When to use: LSTMs/GRUs are useful for text generation, speech recognition, and sequence modelling where Transformers may be too heavy.
CNNs for NLP
While CNNs were originally designed for image processing, they are surprisingly effective for NLP tasks like text classification, sentiment analysis, and NER. Instead of processing sequences word by word like RNNs, CNNs detect patterns using filters.
- 1D Convolutions — capture relationships between nearby words
- Character-level CNNs — work directly on characters, useful for noisy data (tweets, misspellings)
- CNN-RNN Hybrid Models — combine CNNs for feature extraction with RNNs for sequential dependencies
Input: "I love this movie" Filters slide across the text: [I love] → feature 1 [love this] → feature 2 [this movie] → feature 3 Pool the strongest signals → classification
CNNs were fast and efficient, making them a popular choice for NLP before Transformers took over.
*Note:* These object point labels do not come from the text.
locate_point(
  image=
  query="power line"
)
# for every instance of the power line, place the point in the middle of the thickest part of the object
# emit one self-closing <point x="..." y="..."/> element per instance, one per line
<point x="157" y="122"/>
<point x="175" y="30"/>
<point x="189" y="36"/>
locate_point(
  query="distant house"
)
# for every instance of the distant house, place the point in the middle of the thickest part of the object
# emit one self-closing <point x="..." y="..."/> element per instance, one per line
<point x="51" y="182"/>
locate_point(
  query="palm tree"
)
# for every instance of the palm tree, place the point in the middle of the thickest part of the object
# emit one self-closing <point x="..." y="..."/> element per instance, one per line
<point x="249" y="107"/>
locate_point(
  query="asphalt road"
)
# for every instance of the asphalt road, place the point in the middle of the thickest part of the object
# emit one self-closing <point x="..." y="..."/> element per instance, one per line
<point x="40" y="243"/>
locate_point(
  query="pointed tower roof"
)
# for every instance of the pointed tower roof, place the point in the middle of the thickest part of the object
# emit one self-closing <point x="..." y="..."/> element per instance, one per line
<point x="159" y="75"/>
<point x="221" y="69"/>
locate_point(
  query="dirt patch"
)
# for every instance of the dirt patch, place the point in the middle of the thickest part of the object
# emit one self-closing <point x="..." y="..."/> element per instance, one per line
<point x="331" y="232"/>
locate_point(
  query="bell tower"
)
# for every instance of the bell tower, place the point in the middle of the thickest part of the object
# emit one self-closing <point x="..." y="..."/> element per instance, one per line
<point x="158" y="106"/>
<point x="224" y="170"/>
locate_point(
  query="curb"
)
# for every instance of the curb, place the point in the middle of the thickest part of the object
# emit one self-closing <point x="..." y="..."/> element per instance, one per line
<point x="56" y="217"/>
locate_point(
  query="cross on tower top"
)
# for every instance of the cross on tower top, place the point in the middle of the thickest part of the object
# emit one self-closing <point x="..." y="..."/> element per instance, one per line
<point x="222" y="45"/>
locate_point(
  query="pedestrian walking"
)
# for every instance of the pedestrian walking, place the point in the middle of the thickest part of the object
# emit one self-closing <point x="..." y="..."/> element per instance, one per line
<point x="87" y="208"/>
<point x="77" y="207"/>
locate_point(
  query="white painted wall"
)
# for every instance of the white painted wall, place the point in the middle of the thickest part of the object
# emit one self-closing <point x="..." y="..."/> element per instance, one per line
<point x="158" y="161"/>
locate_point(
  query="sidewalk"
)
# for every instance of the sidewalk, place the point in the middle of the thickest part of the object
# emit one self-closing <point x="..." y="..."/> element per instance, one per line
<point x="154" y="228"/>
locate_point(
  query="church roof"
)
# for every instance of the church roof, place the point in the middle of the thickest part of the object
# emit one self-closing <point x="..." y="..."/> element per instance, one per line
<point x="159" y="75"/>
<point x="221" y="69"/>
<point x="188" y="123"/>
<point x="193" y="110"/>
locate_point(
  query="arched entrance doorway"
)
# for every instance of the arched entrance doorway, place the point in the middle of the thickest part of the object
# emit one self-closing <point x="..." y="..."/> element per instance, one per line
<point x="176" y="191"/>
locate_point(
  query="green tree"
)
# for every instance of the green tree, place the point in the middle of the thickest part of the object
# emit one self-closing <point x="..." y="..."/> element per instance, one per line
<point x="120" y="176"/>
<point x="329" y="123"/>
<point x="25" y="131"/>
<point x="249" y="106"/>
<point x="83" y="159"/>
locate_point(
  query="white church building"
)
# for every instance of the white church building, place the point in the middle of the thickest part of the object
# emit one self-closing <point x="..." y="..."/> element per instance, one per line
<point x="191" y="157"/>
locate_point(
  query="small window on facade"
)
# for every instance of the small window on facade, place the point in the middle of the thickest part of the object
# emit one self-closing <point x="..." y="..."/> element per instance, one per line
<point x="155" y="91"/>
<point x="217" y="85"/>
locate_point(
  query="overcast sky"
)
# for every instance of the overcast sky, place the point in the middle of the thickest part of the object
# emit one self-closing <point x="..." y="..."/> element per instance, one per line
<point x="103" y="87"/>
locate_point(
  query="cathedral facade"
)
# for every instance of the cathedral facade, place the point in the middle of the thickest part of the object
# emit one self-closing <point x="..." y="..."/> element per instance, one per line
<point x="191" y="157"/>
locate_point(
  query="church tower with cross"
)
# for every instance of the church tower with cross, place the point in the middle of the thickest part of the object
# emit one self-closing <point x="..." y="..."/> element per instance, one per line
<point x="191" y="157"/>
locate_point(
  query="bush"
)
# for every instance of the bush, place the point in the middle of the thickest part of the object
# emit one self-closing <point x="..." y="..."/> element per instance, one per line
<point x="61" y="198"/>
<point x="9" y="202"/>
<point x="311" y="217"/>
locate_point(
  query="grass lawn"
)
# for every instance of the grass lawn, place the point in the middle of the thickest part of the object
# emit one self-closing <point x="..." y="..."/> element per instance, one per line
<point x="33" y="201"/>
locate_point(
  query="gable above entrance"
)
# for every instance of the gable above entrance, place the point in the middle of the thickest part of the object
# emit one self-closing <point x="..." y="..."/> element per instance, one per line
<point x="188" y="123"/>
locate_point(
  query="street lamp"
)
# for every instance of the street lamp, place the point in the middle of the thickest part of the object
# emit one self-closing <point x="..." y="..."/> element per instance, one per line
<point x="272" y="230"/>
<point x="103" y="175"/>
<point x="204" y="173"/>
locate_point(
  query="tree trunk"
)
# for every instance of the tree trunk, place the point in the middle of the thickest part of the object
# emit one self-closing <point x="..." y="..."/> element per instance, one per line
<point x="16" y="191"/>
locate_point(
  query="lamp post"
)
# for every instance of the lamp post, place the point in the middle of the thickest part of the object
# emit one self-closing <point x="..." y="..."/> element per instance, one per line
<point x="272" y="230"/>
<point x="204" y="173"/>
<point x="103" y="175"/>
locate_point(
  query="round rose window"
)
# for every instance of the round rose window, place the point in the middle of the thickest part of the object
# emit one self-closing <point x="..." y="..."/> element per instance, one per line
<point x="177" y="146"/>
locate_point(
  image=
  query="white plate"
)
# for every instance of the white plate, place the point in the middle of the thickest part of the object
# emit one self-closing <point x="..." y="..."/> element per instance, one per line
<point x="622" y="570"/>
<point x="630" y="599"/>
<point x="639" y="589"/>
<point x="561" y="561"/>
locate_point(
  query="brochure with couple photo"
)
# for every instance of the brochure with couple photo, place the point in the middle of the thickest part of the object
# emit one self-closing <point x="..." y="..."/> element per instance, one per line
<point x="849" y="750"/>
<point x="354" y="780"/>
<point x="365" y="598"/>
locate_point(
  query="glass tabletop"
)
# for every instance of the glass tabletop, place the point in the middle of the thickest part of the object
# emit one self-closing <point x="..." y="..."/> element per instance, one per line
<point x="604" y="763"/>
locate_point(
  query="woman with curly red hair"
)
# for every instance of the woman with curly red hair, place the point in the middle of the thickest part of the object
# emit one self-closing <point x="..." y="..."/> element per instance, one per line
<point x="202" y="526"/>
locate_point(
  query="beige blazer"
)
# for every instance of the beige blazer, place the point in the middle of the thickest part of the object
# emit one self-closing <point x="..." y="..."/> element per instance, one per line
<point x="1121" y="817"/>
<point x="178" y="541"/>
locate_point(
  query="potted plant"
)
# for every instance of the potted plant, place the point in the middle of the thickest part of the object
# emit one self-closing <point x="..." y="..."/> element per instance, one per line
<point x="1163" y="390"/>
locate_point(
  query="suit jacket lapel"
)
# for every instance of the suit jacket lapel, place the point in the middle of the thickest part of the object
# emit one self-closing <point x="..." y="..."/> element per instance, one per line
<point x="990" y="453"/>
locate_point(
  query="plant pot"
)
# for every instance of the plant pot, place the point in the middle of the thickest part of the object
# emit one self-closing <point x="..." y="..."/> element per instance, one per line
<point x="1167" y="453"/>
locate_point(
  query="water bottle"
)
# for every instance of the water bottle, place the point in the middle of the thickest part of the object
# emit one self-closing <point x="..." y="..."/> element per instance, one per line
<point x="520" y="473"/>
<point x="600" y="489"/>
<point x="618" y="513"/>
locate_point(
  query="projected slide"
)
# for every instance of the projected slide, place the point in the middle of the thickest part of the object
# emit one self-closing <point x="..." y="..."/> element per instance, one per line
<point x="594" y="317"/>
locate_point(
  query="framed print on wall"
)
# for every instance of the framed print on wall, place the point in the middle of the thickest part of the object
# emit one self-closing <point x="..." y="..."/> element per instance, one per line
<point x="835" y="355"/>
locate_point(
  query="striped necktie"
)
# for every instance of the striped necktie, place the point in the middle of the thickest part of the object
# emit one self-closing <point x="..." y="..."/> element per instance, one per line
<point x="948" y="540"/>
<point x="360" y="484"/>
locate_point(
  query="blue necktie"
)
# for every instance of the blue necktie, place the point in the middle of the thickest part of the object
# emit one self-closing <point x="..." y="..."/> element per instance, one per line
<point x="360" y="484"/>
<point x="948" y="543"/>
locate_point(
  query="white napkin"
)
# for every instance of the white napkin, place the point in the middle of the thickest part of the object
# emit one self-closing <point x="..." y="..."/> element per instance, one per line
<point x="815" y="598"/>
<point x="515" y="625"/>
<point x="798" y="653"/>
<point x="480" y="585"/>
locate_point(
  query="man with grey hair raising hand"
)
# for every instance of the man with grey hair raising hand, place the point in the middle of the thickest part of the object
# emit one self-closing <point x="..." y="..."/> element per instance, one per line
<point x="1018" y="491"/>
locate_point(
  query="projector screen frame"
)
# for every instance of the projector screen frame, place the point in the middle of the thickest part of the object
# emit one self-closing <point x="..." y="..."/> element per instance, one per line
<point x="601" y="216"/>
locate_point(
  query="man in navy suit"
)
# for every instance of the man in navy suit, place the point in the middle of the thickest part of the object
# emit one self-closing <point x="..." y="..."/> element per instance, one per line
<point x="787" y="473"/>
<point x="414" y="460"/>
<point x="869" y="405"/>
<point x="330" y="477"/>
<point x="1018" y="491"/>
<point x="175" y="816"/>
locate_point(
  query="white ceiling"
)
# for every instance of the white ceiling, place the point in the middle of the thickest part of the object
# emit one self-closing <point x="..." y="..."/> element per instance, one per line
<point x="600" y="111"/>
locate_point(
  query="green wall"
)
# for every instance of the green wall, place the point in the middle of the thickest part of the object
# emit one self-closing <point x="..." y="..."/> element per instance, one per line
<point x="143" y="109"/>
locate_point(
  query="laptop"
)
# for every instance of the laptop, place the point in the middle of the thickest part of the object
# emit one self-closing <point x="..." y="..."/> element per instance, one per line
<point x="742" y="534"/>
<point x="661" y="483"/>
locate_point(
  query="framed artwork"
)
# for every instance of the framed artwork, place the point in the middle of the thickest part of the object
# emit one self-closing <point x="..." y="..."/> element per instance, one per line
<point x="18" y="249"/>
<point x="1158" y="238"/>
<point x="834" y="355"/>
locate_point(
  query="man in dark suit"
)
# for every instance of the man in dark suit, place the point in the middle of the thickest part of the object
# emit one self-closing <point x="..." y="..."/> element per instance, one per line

Sequence-to-Sequence (Seq2Seq) Models
The Seq2Seq architecture was a game-changer for translation, text summarisation, and chatbots. It introduced an encoder-decoder structure where the encoder processes input text into a hidden representation, and the decoder generates output text step by step.
Encoder Decoder "I love NLP" → [h₁, h₂, h₃] → context vector → "J'adore le TAL" → <EOS>
Key Improvements
- Attention Mechanisms — helped models focus on relevant words in longer sequences instead of compressing everything into one vector
- Beam Search — allowed models to explore multiple output candidates, generating more fluent text
Limitations
- Still suffered from long-term dependency issues on very long sequences
- Sequential processing — difficult to parallelise, making training slow
These limitations directly motivated the development of the Transformer.
The Transformer: A New Era
In 2017, Transformers changed NLP forever. Introduced in the paper "Attention Is All You Need" (Vaswani et al.), Transformers solved everything Seq2Seq struggled with:
- Self-Attention Mechanism — lets models look at all words in a sentence simultaneously, rather than step by step
- Positional Encoding — preserves word order without requiring sequential processing
- Massive Parallelisation — made training incredibly fast and efficient on GPUs
Evolution of NLP Architectures: RNNs (sequential) ↓ solved vanishing gradients LSTMs / GRUs (gated sequential) ↓ added attention to encoder-decoder Seq2Seq + Attention (still sequential encoder) ↓ replaced recurrence entirely with self-attention Transformers (fully parallel) ↓ scaled up BERT, GPT, T5, LLMs (modern era)
This led to models like BERT (encoder-only, understanding tasks), GPT (decoder-only, generation tasks), and T5 (encoder-decoder, both), which now power almost every modern NLP system.
Summary
When to Use What
| Technique | Best For | Still Relevant? |
|---|---|---|
| BoW / TF-IDF | Simple classification, search, baselines | Yes — fast, interpretable, good baselines |
| Word2Vec / GloVe | Small-scale semantic tasks, analogy tests | Somewhat — replaced by contextual embeddings |
| FastText | Morphologically rich languages, rare words | Yes — subword handling still useful |
| RNN / LSTM / GRU | Sequence modelling, time series | Niche — mostly replaced by Transformers |
| CNNs for NLP | Fast text classification | Rare — Transformers are better |
| Seq2Seq + Attention | Translation, summarisation | Conceptually — Transformers evolved from this |
| Transformers / LLMs | Almost everything | Dominant approach in 2025 |
Key takeaway: understanding classical techniques helps you work better with modern AI. They provide fast baselines, interpretable results, and the conceptual foundation that Transformers and LLMs are built upon.